Abú Amir poseía una pequeña finca ubicada en el valle del Huerva, a unas seis millas de las murallas de la ciudad. La usaba como casa de recreo, a donde solía retirarse algunas veces, especialmente cuando los rigores del tórrido verano azotaban la ciudad y los malos olores causados por la descomposición de las basuras y despojos hacían el aire pesado y hediondo. Los cinco amigos estuvieron de acuerdo en las medidas diseñadas por Juan. No tenían mucho que ganar, pero los movía la defensa de los intereses del Estado.

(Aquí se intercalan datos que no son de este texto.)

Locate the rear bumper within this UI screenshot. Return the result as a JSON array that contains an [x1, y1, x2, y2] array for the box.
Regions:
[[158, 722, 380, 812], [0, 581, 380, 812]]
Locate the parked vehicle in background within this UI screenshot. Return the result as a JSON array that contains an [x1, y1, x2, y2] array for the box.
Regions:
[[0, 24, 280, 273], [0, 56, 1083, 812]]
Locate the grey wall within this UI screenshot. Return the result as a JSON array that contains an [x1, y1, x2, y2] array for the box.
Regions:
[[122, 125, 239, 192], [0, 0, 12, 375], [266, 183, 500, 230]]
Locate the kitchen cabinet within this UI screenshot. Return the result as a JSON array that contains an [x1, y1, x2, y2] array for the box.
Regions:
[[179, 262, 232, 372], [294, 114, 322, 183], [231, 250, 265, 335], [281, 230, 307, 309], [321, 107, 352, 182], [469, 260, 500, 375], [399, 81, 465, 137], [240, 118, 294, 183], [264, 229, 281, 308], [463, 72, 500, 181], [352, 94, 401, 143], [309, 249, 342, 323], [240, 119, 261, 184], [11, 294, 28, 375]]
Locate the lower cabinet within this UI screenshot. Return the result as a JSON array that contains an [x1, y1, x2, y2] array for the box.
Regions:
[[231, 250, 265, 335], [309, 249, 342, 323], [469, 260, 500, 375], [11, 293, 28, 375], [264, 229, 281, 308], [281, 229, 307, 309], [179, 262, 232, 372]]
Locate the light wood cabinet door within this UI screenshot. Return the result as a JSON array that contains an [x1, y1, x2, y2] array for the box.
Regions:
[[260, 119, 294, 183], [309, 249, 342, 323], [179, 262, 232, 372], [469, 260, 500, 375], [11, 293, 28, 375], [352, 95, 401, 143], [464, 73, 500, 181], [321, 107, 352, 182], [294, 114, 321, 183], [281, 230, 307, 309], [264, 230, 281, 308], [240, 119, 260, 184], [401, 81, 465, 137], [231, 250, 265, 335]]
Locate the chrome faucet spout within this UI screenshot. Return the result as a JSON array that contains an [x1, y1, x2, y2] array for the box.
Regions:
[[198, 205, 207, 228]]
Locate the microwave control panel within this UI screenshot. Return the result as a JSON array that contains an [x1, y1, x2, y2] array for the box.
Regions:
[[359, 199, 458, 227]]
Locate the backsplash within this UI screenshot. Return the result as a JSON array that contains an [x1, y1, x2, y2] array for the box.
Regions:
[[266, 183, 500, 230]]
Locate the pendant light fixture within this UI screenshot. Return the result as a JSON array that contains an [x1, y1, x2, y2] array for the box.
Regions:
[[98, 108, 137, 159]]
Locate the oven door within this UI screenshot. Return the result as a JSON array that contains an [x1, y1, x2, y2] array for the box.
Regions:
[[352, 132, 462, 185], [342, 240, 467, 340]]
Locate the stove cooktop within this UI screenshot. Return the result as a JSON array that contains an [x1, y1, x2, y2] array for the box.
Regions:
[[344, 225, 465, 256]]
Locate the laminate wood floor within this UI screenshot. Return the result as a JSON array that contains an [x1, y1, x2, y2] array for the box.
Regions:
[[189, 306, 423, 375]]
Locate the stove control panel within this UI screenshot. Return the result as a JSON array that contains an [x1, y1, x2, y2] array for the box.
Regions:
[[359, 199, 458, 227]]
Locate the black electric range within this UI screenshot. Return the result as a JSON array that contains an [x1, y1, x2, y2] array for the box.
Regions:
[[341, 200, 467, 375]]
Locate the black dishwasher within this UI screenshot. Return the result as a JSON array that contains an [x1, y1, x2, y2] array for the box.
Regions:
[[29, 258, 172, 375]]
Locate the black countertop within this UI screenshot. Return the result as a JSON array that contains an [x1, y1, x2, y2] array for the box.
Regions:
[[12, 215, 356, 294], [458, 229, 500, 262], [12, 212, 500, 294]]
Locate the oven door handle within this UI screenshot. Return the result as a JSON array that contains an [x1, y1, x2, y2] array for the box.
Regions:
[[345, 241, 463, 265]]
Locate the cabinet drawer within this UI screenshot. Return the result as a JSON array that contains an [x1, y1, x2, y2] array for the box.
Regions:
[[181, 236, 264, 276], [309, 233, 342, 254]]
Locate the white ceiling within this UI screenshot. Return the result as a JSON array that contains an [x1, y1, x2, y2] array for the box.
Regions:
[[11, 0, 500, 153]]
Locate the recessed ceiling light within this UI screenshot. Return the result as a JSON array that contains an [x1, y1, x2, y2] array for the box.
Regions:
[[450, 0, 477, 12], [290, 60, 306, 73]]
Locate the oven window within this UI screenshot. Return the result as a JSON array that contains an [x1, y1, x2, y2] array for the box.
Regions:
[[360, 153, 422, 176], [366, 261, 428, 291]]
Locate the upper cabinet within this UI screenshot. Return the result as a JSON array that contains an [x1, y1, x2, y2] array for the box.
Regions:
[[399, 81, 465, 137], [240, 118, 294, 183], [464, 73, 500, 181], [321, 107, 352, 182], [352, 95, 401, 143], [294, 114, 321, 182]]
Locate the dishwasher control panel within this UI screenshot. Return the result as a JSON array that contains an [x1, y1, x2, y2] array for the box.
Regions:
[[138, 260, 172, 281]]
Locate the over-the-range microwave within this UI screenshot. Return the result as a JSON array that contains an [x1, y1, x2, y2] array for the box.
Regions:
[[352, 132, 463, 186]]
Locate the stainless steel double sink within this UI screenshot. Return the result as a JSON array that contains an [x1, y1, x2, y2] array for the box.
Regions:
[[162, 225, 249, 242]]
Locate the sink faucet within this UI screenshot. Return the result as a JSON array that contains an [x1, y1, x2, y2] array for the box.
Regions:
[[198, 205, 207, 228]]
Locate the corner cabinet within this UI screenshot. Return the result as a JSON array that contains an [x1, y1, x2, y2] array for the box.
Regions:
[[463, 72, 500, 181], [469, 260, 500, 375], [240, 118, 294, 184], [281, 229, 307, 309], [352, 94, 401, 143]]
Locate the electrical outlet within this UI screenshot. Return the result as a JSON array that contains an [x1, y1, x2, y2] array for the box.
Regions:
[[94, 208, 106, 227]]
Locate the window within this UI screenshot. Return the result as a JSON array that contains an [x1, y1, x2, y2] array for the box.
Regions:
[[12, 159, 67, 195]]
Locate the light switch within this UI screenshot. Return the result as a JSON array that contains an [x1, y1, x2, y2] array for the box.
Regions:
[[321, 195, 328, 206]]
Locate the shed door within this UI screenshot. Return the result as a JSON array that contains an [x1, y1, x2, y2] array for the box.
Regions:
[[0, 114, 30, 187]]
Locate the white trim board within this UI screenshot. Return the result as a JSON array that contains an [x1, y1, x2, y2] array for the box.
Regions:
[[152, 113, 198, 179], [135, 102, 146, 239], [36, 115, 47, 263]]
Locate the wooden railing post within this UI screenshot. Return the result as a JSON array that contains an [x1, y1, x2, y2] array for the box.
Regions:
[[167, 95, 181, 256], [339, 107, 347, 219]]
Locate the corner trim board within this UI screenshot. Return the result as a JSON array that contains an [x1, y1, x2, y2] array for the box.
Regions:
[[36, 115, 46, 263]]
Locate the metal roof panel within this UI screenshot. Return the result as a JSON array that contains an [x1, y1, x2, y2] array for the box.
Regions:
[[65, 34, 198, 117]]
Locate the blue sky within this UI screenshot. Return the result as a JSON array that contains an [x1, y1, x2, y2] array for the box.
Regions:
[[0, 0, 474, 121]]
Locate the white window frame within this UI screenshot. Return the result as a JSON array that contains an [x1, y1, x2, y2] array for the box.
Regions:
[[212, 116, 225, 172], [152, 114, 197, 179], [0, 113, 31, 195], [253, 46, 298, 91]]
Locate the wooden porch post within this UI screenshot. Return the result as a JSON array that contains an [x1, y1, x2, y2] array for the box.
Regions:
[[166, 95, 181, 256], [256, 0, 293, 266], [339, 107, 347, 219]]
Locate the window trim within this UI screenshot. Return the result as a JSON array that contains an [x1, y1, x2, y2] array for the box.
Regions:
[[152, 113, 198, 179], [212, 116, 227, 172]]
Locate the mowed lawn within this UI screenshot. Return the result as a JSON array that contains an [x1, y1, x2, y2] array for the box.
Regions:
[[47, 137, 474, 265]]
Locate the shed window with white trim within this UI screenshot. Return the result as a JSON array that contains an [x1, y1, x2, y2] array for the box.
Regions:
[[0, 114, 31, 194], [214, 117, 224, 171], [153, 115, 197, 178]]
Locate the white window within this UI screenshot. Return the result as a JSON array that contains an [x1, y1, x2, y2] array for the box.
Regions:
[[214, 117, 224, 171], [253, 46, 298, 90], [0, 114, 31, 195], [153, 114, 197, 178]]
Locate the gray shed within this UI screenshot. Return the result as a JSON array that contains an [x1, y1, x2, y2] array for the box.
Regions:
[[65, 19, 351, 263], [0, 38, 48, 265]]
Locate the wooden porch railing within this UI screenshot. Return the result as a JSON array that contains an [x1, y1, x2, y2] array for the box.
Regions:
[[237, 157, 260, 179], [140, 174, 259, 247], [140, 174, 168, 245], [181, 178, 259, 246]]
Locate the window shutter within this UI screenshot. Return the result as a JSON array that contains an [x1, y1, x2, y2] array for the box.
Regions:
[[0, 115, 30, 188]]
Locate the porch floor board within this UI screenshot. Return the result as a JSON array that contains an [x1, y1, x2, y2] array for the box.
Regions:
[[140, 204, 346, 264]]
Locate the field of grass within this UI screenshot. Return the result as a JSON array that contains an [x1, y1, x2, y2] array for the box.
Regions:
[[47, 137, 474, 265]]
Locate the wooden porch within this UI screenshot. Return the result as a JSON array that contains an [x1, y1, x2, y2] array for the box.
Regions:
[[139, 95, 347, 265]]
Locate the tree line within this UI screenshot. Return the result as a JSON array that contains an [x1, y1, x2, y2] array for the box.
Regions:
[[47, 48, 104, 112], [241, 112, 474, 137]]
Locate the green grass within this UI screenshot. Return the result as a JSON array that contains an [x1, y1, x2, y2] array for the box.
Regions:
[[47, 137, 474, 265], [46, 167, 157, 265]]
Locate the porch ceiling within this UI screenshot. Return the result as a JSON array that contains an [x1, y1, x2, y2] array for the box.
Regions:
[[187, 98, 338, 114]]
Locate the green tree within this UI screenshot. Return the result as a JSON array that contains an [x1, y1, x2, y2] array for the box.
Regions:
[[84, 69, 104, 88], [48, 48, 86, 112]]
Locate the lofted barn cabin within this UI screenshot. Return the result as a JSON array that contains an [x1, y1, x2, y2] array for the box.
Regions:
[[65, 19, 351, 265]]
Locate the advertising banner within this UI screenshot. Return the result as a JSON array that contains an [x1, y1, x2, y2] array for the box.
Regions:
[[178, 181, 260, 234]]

—Me has sorprendido, Juan. No creí que tuvieras tanta habilidad para la política —dijo Ibn Buklaris una vez trazadas las líneas maestras del plan—. ¿Dónde has aprendido tanta sutileza?
—Recuerda que he vivido varios años en el ombligo de la mejor diplomacia del mundo, en Constantinopla —respondió Juan al tiempo que apuraba el Último trago de una jarrita de vino blanco perfumado con esencia de melocotón.
—Deberías dedicar más tiempo al cultivo del arte de la política —le recomendó Ibn Hasday.
—Por más que lo hiciera nunca alcanzaría tu nivel —le replicó Juan.
—Amigos, cuando sea rey creo que voy a gozar de unos consejeros reales de valía extraordinaria —señaló el príncipe.
Estaban a punto de dar por concluida la reunión cuando Juan añadió:
—Queda lo más importante: escuchad con atención. Un caballero castellano, llamado Rodrigo Díaz, ha sido acusado ante su rey Alfonso de haberse quedado con la parte principal de las parias que fue a recaudar a Sevilla y de desobedecer a su rey por atacar a los toledanos sin su consentimiento. Un tribunal lo ha condenado al destierro. Ahora está en Atienza, en el límite de nuestra frontera occidental. Busca un país donde lo acojan en su exilio. He logrado establecer contacto con él gracias a que mi antiguo amo, Yahya ibn al-Sa'igh, lo conoció cuando hace años estuvo en Zaragoza con las tropas castellanas que acudieron en nuestra ayuda en la batalla de Graus. Entonces era un joven caballero al servicio del infante de Castilla don Sancho, hoy es un poderoso guerrero que encabeza un pequeño pero eficaz y preparado ejército de más de mil hombres. Pienso entrevistarme con él dentro de quince días. Mi propuesta es que ponga sus lanzas al servicio de los Banu Hud y garantice la sucesión de Abú Amir. Será preciso que disponga de un salvoconducto para atravesar el reino con la excusa de ir a ofrecer sus servicios al conde de Barcelona. Una vez aquí será nuestro escudo por si hubiera una revuelta del ejército a favor del rey.
—Es muy peligroso. ¿Qué ocurrirá si exige a cambio poder, o tierras? —preguntó el príncipe.
—En ese caso, harto probable, le dirigiremos hacia Valencia. Al-Muqtádir ejerce sobre esta ciudad una autoridad más nominal que efectiva, pero de derecho es nuestra. Podríamos entregársela —propuso Juan.